The near-50% drop in GPT-4 accuracy from short to long documents argues against a simple "just use a bigger context window" response. Retrieval remains necessary but is only 55% reliable at HR@3. For a Beancount write-back agent needing to locate a depreciation schedule buried in a year-old note-to-accounts, neither architecture gives you the reliability you'd want before committing a journal entry. The honest reading of this paper: better retrieval, better evidence aggregation, and explicit evaluation of silent failures — not a larger context window — are what the field actually needs.

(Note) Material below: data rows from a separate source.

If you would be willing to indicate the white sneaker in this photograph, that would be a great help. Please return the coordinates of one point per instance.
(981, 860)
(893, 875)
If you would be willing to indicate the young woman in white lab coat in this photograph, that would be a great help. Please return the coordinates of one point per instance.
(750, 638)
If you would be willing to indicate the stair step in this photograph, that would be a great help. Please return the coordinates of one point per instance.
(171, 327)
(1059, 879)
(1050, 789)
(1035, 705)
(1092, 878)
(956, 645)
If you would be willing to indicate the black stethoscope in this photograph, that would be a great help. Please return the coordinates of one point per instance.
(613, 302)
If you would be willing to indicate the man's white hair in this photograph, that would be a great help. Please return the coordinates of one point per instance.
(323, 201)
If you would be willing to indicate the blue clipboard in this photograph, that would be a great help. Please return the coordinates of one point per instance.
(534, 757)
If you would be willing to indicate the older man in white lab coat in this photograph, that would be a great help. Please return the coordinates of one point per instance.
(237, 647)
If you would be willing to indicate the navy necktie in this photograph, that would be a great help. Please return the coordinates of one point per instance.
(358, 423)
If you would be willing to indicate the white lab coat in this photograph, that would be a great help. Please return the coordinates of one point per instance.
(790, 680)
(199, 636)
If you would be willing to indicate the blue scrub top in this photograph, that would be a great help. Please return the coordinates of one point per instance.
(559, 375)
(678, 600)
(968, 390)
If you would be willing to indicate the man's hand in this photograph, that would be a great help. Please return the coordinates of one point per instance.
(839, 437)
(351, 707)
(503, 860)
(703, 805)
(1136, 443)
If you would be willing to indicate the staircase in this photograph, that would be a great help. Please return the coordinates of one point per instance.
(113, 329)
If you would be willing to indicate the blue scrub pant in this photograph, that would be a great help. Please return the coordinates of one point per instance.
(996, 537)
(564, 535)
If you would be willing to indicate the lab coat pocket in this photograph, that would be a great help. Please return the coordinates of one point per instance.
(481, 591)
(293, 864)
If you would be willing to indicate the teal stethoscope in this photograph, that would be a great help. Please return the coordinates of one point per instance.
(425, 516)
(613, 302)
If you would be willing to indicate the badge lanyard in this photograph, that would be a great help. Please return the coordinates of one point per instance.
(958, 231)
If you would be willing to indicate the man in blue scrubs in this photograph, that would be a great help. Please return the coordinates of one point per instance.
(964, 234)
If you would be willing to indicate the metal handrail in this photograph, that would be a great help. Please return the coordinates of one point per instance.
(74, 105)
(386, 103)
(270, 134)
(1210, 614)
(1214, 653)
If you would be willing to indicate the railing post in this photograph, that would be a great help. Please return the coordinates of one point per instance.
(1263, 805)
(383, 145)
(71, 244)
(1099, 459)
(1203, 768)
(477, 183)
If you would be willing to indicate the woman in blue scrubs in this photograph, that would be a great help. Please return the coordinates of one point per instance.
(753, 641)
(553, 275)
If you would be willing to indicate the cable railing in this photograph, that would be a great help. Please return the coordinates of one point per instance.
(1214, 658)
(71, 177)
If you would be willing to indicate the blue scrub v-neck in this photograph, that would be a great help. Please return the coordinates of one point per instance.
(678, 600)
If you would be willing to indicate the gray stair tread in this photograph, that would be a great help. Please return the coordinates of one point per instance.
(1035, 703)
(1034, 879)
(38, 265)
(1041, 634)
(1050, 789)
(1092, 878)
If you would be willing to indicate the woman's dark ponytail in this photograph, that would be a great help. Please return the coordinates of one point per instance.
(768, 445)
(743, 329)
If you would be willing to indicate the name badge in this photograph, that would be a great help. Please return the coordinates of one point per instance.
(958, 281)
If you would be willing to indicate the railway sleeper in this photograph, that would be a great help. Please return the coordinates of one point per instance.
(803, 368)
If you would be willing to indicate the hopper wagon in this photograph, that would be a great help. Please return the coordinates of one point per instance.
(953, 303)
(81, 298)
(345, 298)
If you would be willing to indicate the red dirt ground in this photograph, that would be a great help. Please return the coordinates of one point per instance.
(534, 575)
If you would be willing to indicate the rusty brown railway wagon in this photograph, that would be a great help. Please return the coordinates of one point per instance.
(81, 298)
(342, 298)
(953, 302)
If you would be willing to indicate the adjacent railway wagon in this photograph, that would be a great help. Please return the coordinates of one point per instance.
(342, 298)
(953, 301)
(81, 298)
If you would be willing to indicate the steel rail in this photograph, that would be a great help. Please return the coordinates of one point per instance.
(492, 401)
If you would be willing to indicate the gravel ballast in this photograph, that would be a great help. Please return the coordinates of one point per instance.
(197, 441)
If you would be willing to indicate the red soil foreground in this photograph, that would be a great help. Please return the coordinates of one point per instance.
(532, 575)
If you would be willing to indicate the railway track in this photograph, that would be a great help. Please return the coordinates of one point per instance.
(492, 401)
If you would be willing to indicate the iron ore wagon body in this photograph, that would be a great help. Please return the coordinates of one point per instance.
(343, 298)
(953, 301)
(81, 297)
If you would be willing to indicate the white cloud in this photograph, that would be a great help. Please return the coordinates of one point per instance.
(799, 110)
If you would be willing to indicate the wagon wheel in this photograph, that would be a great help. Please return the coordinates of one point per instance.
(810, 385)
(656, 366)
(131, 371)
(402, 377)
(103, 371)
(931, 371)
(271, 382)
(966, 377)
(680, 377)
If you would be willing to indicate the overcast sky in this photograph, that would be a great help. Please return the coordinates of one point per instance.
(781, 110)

  • "Lost in the Middle: How Language Models Use Long Contexts" — Liu et al., 2023, arXiv:2307.03172. Provides the mechanistic explanation for the positional accuracy collapse DocFinQA measures, with the now-canonical U-shaped performance curve.
  • FinDER: Financial Dataset for Question Answering and Evaluating Retrieval-Augmented Generation — arXiv:2504.15800, ICLR 2025 Workshop. A 2025 successor benchmark with 5,703 query-evidence-answer triplets designed around realistic professional financial search queries, including abbreviations and acronyms that standard retrievers miss.
  • Fin-RATE: A Real-world Financial Analytics and Tracking Evaluation Benchmark for LLMs on SEC Filings — arXiv:2602.07294. A newer SEC-filing benchmark that adds temporal tracking tasks beyond single-document QA, closer to what a Beancount audit agent would actually need.